EDIT: Jose was faster to reply, and gave you some hand holding...
 
Clearly someone is optimizing their offer and sales page so that it is profitable at $1/click, otherwise the bidding wouldn't be at $1/click.

Except that a lot of big companies run negative just to keep others out and the clueless media people - of which there for sure are fewer now - also factor in things like 'exposure' and 'eyeballs'. For big companies, they could very well be considering the branding effect of Google Adwords. Besides, even if someone is able to make a small profit, this could be due to economics of scale. A small profit which only makes sense if you have huge volume.

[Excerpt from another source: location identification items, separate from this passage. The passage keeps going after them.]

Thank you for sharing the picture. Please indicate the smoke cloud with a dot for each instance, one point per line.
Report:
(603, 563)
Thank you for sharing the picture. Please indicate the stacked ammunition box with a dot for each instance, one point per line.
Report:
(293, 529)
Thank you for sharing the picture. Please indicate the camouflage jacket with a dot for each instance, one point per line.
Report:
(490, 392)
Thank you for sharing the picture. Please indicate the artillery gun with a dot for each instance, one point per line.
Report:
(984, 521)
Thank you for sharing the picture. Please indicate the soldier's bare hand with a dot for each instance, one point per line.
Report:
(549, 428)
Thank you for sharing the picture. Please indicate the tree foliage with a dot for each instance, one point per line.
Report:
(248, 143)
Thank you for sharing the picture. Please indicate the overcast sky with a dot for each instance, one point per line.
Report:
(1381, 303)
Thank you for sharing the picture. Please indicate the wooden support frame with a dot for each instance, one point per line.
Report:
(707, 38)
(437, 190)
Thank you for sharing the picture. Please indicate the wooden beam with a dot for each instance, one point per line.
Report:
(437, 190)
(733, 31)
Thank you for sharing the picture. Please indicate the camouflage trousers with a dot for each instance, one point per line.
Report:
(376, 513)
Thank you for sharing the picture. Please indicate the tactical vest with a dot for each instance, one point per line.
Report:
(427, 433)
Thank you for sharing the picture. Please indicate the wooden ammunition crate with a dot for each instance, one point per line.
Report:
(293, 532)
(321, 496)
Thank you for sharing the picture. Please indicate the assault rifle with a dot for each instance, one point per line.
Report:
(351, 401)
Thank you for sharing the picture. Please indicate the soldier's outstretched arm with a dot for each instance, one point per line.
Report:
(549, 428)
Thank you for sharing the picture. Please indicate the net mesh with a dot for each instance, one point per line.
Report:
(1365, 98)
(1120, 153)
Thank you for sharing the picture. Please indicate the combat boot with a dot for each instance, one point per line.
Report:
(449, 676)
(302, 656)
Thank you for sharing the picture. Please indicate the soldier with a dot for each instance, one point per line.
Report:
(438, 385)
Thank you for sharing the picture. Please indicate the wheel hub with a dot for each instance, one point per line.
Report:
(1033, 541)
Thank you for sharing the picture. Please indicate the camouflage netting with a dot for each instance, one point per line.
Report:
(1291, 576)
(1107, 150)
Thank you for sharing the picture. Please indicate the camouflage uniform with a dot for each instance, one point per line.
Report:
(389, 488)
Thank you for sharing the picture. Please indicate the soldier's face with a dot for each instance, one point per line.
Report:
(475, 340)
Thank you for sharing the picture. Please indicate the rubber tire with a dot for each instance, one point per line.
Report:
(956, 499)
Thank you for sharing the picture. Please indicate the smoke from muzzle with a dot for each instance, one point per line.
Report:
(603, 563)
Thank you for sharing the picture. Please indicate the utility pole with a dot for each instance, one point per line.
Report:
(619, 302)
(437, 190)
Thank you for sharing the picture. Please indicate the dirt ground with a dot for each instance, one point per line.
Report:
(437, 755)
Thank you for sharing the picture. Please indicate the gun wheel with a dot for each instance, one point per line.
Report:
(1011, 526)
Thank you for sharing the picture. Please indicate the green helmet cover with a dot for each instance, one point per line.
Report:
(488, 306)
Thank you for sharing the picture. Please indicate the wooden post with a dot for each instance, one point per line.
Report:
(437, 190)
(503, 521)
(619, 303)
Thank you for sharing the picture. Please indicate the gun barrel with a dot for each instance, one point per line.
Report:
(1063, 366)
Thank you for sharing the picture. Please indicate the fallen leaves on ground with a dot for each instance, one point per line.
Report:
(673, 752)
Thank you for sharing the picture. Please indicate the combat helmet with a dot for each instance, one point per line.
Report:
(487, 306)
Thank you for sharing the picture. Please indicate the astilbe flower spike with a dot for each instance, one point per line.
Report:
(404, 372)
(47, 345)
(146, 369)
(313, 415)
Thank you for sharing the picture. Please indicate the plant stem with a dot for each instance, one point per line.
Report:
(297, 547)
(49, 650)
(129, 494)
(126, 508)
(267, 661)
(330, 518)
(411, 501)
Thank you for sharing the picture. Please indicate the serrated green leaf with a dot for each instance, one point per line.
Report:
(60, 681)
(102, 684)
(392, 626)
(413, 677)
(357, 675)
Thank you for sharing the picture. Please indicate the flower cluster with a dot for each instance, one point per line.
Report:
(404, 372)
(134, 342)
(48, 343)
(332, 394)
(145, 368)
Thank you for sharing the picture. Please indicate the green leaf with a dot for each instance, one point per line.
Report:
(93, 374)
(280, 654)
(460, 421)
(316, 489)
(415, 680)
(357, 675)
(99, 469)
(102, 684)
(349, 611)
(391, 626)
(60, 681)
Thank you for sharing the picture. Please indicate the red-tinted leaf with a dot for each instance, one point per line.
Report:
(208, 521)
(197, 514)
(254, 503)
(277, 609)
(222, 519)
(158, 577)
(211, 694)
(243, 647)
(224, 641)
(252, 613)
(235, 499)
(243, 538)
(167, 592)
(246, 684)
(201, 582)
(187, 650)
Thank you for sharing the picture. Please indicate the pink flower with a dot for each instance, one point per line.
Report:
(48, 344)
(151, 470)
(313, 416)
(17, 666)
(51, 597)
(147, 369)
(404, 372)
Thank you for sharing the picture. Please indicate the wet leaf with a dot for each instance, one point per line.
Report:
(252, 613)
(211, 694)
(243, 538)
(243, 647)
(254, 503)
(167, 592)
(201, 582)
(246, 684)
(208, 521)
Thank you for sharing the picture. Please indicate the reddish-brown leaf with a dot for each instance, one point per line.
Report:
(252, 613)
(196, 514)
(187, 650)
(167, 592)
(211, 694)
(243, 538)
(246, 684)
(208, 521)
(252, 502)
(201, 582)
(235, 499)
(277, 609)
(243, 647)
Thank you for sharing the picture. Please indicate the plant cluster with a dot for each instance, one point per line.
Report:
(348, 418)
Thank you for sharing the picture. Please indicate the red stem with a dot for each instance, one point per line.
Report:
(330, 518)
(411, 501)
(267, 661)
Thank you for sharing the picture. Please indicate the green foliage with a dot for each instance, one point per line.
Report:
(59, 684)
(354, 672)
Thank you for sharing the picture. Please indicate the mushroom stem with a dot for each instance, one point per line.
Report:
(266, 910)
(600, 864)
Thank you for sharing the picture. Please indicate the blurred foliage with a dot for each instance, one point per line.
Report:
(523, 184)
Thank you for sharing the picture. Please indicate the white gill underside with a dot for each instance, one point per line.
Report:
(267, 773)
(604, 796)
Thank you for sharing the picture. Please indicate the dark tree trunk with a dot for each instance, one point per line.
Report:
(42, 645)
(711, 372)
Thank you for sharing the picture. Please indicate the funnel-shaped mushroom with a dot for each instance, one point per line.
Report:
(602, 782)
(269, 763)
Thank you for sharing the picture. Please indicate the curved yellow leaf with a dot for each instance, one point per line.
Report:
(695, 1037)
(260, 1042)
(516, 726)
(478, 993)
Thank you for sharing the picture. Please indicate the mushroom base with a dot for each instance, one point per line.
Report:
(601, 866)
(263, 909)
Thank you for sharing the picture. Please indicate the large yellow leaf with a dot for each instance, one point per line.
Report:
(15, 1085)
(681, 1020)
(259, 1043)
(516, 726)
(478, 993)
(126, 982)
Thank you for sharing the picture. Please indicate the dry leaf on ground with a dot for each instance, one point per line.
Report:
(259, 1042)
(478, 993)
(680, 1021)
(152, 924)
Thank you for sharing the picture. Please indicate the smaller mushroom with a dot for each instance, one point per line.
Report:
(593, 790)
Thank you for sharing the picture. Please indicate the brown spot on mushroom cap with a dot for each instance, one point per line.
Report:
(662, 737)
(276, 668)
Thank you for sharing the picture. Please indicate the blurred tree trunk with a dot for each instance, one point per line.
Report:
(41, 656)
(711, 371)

I am not saying this is the case and I don't really do ppc, but it seems to me like Adwords is tough for the small advertiser.
 
I've stayed away from Adwords for a long time, as I heard too many horror stories about them banning genuine advertisers...

Adwords did ban us back in October 2013, but we appealed it and it's been smooth sailing since.

Also our Adwords campaigns are slightly more profitable per customer than Bing.

What other people are saying about the LTV of the customer are on the money. I have an entire upsell chain I setup, an auto responder, a call center, etc to squeeze every dollar I can from my customer.

Or you can just listen Rusvik's conspiracy theory to make yourself feel better. By his own admission Rusvik doesn't do PPC, and thus doesn't know his head from his ass. When someone says "I don't really do PPC" it makes they tried it and failed. They're not people who you should take advice from.

Even if the top bid placement are taken up by unprofitable campaigns, you don't need to make top bids to earn a ton converting clicks. None of my CPC bids are top bids, and I am getting a ton of traffic. Plus I've been crushing it with display as well.